Does the City of Lights deserve to be queen of Europe? Courtesy of Wikipedia.

Does the City of Lights deserve to be queen of Europe? Courtesy of Wikipedia.

Furthermore, there’s the big glaring question mark over Riot’s head. If the German government can’t even recognize your players properly, is it time to reconsider your location? Sure, Germany is quite central in Europe, but if its government is not forward-looking enough to sit down and iron out some laws over this issue, does it really deserve to be the host country of the EU LCS? Surely, a place like France or the U.K might be more progressive in this sense, or not at all. But the question is really being asked about the future of the EU LCS. While the creation of the C.I.S. region surely will help the fledgling (outside of Gambit,) Eastern European scene, is it really an answer to two players almost synonymous with the EU LCS?

But Riot also walks a double-edged sword here: eSports is still young, and it needs to be seen as a legitimate sport. That means following the laws, regardless of our opinions on them. It’s a harsh sentence to drop, but it’s also, sadly, a necessary one. Could you imagine a case like this in traditional sports? Of an imported talent flying in the face of local law? Wouldn’t be good. So Riot did need to come down hard on the players and organizations, not so much to punish them but to set an example going forward. Riot has increasingly taken the role of judge, jury and executioner, to the chagrin of some and the approval of others, laying down the heavy hand of fines to big teams like TSM and CLG (who practically became a meme of ‘better fine HotShotGG.’) This all might seem rather arbitrary at times, and sure the grey zone in some of these issues persists, but the fact that Riot is seeing itself as having a heavy influence in the leagues it’s responsible for shouldn’t come as a shock. What would the NFL be without some good ol’ fashioned fines?

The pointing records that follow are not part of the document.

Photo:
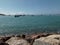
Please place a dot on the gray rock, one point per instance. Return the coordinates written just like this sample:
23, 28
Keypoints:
17, 41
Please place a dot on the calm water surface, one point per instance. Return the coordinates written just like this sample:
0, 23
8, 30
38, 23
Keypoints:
29, 24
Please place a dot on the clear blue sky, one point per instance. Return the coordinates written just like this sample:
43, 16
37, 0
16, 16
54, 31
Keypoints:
30, 6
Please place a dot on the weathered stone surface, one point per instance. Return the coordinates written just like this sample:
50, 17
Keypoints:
49, 40
17, 41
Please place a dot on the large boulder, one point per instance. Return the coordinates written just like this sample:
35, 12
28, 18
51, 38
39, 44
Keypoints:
17, 41
49, 40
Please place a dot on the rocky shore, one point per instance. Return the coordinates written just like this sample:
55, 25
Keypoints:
33, 39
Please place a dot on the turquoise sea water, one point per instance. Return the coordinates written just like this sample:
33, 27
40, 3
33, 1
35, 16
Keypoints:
29, 24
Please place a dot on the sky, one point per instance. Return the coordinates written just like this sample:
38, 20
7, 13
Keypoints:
30, 6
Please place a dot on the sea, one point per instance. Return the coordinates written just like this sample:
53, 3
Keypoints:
29, 24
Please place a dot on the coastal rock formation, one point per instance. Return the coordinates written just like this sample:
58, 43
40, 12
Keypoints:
17, 41
49, 40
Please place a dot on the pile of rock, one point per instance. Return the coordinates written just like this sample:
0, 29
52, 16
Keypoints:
34, 39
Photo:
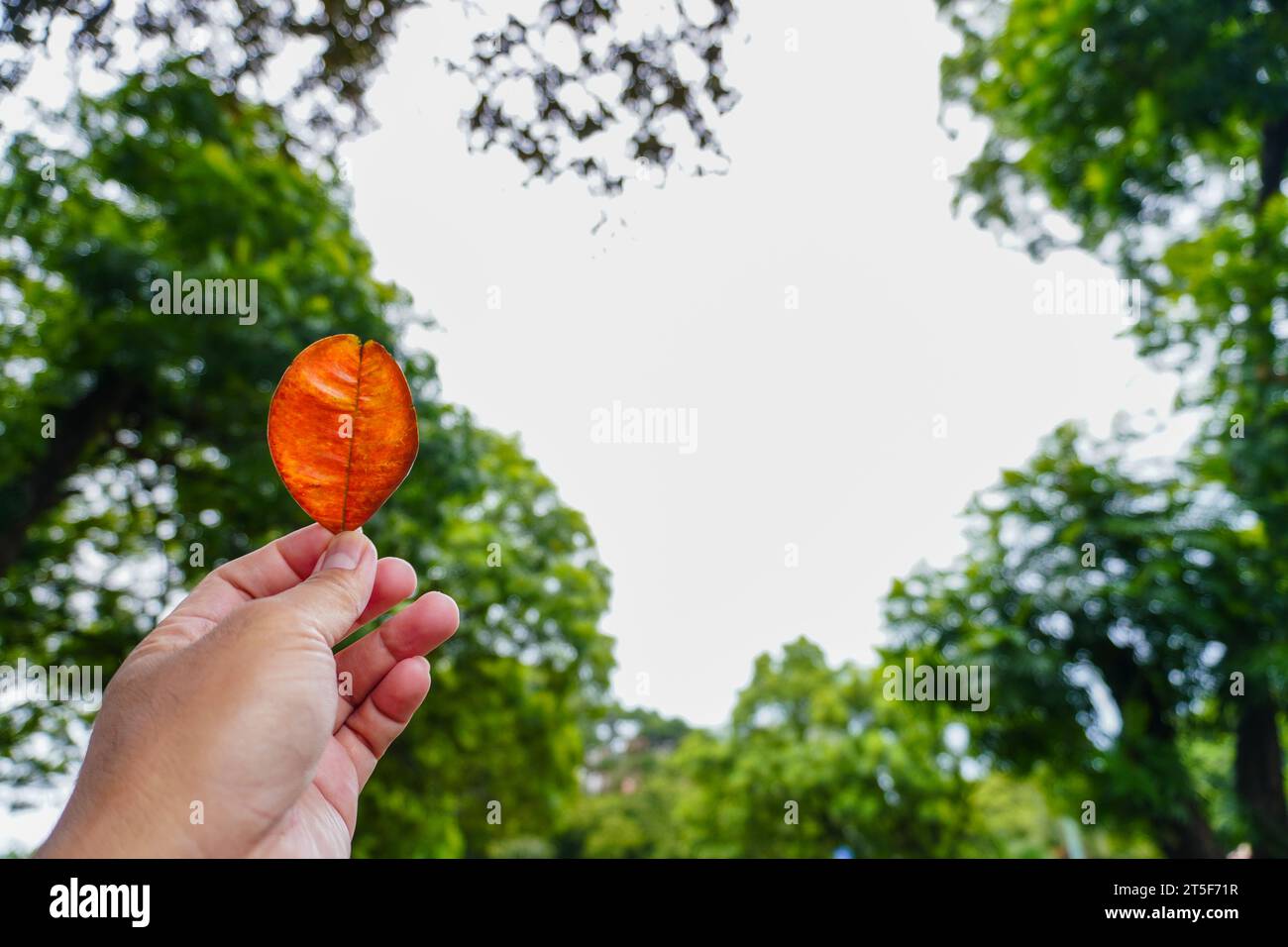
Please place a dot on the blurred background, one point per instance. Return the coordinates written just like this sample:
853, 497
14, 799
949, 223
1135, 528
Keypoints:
974, 315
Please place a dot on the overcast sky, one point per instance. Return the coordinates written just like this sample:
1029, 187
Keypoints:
815, 427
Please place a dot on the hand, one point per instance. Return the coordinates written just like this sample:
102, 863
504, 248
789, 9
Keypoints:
236, 707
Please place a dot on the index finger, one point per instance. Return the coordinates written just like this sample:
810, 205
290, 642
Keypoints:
269, 570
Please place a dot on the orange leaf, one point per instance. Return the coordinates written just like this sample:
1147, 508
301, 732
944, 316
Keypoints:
342, 429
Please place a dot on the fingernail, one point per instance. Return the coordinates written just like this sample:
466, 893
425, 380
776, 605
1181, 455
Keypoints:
346, 552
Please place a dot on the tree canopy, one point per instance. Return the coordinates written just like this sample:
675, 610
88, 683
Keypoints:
156, 470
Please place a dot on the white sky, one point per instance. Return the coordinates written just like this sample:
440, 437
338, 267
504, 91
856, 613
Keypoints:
815, 427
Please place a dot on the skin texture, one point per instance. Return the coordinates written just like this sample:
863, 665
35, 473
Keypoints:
233, 701
342, 429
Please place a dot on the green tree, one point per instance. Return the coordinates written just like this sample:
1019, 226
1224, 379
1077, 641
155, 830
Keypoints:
1158, 131
158, 468
814, 761
239, 43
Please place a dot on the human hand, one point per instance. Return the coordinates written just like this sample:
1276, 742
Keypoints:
236, 702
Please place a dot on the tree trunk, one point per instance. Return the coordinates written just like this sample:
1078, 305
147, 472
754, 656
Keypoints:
1258, 766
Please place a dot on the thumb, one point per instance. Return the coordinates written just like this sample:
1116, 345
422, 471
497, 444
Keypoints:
330, 600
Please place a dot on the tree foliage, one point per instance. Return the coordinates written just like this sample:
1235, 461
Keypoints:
159, 470
1158, 132
605, 110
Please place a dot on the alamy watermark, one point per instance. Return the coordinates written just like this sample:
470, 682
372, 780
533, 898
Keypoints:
192, 296
1078, 296
37, 684
621, 424
915, 682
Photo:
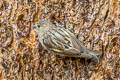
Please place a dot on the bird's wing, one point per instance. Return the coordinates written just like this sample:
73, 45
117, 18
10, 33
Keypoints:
60, 40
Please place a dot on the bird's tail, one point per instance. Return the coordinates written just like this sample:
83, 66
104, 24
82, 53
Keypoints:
95, 55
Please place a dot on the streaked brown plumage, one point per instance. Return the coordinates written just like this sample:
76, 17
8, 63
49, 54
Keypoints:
62, 42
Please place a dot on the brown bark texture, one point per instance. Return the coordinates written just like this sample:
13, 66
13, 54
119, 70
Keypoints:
96, 23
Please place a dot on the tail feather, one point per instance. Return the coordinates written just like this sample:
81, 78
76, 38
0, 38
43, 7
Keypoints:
97, 53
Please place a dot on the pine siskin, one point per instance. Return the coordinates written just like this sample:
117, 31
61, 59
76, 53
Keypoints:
62, 42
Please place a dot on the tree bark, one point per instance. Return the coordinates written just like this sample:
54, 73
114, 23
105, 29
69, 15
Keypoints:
96, 23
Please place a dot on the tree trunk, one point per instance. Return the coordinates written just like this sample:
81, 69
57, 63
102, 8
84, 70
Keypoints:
96, 23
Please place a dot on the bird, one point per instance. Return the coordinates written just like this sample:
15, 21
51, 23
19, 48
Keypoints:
61, 41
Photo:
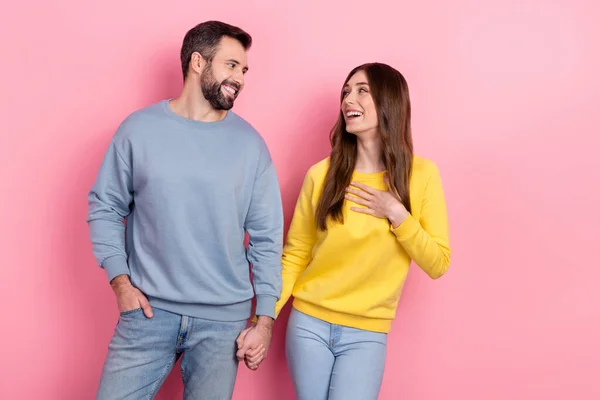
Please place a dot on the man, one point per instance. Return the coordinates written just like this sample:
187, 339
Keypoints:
190, 178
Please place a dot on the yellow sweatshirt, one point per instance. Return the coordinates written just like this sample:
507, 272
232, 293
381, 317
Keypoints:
352, 274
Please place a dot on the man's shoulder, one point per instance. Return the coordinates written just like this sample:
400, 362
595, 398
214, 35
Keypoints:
140, 120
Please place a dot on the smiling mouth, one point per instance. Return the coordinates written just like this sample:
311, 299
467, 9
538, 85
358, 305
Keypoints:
229, 90
350, 115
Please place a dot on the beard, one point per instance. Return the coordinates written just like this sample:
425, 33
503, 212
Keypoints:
212, 90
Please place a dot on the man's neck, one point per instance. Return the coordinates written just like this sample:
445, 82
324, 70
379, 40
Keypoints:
192, 105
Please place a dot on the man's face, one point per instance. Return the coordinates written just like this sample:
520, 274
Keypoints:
223, 78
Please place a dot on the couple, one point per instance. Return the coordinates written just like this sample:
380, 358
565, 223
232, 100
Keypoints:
191, 178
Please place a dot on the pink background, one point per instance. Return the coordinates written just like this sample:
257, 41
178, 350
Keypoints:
505, 97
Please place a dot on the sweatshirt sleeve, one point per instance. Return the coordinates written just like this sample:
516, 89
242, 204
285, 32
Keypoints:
301, 238
427, 240
109, 203
264, 224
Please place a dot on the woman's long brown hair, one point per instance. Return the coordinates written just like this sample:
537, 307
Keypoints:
390, 95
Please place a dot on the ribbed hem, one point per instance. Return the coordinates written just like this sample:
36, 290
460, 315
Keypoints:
226, 313
353, 321
115, 266
265, 305
407, 229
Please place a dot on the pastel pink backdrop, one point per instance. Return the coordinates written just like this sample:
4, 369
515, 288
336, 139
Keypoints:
505, 97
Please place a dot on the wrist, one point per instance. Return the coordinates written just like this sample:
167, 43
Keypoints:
265, 321
120, 281
397, 215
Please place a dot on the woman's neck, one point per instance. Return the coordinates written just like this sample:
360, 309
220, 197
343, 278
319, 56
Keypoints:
368, 157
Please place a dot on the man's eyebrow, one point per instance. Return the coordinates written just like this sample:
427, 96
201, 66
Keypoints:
237, 63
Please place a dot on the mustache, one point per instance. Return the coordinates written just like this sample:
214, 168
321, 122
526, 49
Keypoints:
232, 84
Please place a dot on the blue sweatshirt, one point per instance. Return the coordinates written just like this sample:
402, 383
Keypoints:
188, 192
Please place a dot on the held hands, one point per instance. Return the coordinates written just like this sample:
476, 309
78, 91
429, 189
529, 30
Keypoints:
380, 204
129, 297
253, 343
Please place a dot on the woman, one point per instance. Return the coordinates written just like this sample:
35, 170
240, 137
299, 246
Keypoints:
363, 214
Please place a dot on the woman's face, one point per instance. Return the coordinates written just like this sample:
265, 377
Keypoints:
358, 106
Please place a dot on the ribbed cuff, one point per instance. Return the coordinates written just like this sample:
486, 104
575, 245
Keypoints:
407, 229
114, 266
265, 305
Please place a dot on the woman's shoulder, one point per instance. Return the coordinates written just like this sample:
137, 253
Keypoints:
423, 167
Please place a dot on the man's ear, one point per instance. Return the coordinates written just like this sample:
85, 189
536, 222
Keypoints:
197, 63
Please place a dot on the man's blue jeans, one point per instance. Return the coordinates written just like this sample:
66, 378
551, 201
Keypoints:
143, 351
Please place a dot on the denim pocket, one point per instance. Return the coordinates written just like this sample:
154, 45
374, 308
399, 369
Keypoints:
130, 311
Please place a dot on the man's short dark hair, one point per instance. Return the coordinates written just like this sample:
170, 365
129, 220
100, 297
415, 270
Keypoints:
205, 38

Or is it London Calling for the EU LCS? Courtesy of Leaguepedia.

Or is it London Calling for the EU LCS? Courtesy of Leaguepedia.

One also has to wonder at the level that Riot is in communication with the German government over this. Surely the pains and costs associated with a move would be harsh, but if this is the view of your players by the local authorities, that they’re not ‘athletes,’ then maybe it’s time to look forward more. In the NA LCS, this issue is relatively small, as the USA government recognizes players as athletes, and thus applying for the proper work VISAs is only mildly a headache. The pressure is on not just Riot but also Germany to reconsider its archaic view or possibly lose its status as the heartbeat of the EU LCS. Teams shouldn’t be impacted by the politics of the locality they’re in any further than making sure they comply with local laws. Teams might very well face relegation threats over this issue, and to have that hang over not only the players but the organizations themselves and their trust/investment in the scene is troubling. Riot and Germany need to act swiftly to at least bring some level of discussion to the forefront, otherwise this might spell disaster for the EU LCS.